You also have your own bathroom and kitchen, which, I hope, given your access to the world of commercial sanitizing products, are corona free. I have none of these spaces. I share a bathroom with 96 other convicts. In my cell I have a narrow, lumpy mattress and a middle school-sized desk that I cram myself into while writing, as I am now as I type this.

Look around the room you are in. What do you see? I bet all kinds of welcoming things that speak of safety and comfort. Things like a favorite chair, or painting, or maybe some family heirloom that's been passed down from an elderly loved one.

Take comfort in these things. They are important. I know, because as the years drag on for me here behind bars, those are the things I pine for the most. The things I most look forward to seeing when I finally go home, whatever the world may be like when I get there.

And for some reason if you still find yourself going stir-crazy after all the deep breaths and the journey inwards, then try more straightforwardly considering my situation. I'd give anything to trade places with you right now. And when I say anything, I mean anything. If I owned a billion dollars I'd offer it over to you. A hundred billion. A trillion.

That's because I'm scared to death. I may die all alone in prison without any of my loved ones around to comfort me and send me off. I don't want the last faces I see to be those of the two cruel prison guards assigned to watch over me while I slip away.

And let's be honest, I now live in a death trap.

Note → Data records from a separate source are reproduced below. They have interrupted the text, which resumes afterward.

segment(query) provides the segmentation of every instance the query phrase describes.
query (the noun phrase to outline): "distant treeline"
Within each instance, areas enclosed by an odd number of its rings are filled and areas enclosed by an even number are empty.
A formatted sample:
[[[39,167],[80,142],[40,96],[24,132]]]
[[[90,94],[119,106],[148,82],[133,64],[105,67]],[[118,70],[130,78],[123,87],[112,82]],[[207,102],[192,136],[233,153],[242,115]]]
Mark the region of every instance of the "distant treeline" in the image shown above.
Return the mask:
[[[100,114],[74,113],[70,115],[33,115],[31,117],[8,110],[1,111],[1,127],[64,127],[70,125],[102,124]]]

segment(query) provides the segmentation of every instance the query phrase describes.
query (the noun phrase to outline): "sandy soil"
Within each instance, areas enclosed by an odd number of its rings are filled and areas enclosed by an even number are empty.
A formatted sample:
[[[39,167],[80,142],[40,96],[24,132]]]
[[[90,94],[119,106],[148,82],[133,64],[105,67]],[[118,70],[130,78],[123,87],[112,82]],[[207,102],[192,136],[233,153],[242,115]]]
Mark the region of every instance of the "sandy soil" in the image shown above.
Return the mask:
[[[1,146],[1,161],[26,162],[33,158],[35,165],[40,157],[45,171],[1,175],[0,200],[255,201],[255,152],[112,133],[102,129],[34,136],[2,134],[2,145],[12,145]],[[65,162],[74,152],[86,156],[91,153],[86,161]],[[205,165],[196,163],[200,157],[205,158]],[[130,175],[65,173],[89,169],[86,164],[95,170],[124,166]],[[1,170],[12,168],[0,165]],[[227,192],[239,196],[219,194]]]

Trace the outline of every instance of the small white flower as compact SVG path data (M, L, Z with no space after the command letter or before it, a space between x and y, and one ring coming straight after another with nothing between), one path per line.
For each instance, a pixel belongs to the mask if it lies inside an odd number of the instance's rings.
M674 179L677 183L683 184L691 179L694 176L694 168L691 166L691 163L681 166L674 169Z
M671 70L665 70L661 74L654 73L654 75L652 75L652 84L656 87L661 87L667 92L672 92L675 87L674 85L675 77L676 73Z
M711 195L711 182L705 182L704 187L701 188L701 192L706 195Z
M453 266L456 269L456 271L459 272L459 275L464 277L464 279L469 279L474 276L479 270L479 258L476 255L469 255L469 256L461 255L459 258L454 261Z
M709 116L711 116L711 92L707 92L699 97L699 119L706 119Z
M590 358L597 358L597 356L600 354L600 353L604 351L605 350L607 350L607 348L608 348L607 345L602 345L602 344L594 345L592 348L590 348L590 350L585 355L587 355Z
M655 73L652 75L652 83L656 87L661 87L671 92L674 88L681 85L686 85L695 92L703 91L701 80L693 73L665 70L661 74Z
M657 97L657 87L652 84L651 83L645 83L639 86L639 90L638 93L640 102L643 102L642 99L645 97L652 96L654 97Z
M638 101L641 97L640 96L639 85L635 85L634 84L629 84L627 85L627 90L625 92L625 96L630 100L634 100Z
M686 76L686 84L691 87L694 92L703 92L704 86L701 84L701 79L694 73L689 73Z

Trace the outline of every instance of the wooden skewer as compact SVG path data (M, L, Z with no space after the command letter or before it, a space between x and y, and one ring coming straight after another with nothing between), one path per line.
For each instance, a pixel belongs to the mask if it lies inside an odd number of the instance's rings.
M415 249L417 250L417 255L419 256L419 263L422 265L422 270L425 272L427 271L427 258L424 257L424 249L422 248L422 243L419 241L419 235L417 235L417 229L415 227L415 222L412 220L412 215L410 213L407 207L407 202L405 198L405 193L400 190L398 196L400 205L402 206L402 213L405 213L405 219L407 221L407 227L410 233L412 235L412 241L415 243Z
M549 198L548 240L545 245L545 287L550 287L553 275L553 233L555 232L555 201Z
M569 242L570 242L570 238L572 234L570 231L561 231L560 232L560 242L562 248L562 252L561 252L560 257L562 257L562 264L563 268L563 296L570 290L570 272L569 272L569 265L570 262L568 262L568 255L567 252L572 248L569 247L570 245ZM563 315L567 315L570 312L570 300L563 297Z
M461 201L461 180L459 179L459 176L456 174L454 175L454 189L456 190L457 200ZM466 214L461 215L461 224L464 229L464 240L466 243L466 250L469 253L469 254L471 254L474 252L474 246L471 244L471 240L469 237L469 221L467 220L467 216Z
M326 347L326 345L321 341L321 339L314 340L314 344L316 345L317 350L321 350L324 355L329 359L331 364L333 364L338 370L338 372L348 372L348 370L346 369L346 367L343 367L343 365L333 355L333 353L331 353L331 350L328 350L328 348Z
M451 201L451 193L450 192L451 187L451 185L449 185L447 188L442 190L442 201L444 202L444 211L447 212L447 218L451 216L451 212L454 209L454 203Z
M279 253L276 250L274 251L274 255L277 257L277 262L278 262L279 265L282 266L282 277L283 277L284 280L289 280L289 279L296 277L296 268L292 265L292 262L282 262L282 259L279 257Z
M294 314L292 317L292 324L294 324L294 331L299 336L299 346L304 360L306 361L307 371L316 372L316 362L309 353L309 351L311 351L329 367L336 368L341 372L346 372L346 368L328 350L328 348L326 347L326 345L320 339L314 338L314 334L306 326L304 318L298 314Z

It's almost as if the coronavirus were specifically designed to kill off those locked away from society. I know this isn't literally the case. But this is a virus that is airborne and most affects people in confined, overcrowded spaces. It also likes to kill people like me with underlying chronic health issues (I suffer from kidney disease).

There is no place for us to hide. We have no home to sequester ourselves in. It is physically impossible for us to separate.

The way I am seeing it right now, this will go on until those of us imprisoned are all dead, or at the very least, until half of us have perished, leaving the other half to now-open single-man cells in which we can hide.

So my friend, would you like to switch places? I bet your home doesn't seem so claustrophobic now, does it?

I did commit a crime, which I reckon with daily and deeply. And I did deserve to come to prison. But I do not deserve a lonely death because of it. Neither do you.

Jerry Metcalf, 45, is a writer incarcerated at the Thumb Correctional Facility in Lapeer, Michigan, where he is serving 40 to 60 years for second-degree murder and two years for a weapons felony; he was convicted of both in 1996. In addition to his published work, he volunteers as an aid to the mentally ill and trains service dogs for Paws with a Cause.